Aquele que não honrou seus votos para comigo e nem soube respeitar minha fidelidade, a minha devoção ao casamento. Eu nao merece alguem assim? Eu nao tinha nascido para ser infeliz, o meu lugar nao era aqui.
- Ah minha querida, não diga que estás magoada ainda por causa da história de Karine. Olha antes de voltar para casa, eu certifiquei de que ela tinha ido embora com o amante dela. Pois aquela vagabunda enganou-me tao bem, acreditas? Eu sou apenas o teu meu amor, depois de dois anos não aguentava mais a saudade que senti de ti, do teu cheiro perfumado, da tua companhia. Se permites que eu comente estás mais linda do que nunca. – tornou a colocar os lábios nos meus e ainda assim não conseguia reagir. Apenas suspirei.

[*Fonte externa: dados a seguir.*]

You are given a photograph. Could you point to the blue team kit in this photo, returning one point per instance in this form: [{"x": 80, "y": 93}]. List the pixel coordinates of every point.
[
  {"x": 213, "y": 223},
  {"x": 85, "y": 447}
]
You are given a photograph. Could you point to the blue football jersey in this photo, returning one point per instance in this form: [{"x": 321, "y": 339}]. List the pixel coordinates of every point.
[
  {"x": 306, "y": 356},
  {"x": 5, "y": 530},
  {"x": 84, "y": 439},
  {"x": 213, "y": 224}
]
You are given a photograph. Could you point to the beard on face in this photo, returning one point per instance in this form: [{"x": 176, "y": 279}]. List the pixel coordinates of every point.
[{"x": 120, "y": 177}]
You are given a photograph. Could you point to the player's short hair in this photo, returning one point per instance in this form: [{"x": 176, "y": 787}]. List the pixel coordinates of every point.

Depois que reparou que não ia conseguir nada, foi em direcção ao quarto onde estava a mala pronta. Ao vê-la no quarto, ele perguntou numa voz fria e dura:
- O que significa isto? – ele virou-se para mim. – Estavas a pensar em ir embora Esme Anne Everson? – engoli em seco, pois sabia o que estava por ai a vir. – Responde-me Esme? Abandonarias esta casa? Abandonarias o teu marido? – não houve tempo para responder. Charles começou a agredir-me sem dó nem piedade e depois disso, depois pegou nos meus braços e fez o que quis de mim. Sua propriedade até a morte como ele dizia.
E assim eu voltei ao inferno de minha vida, o casamento amargo, infeliz. Mais um sonho desperdiçado. De volta ao inferno Charles Everson.
Depois que Charles adormeceu, fui para a sala, ler o meu livro, que tinha-me dado aquele frase no dia anterior e lá estava escrito.
“Há muitos caminhos a serem seguidos, e quando descobrir o teu, luta. Faz a tua escolha valer a pena!”
Isto queria dizer que se eu entrei por uma porta para a vida infernal, por uma janela eu sairia para o caminho da felicidade, juntos com quem quer-me bem. Mais uma frase que marcava o retorno de Charles para casa.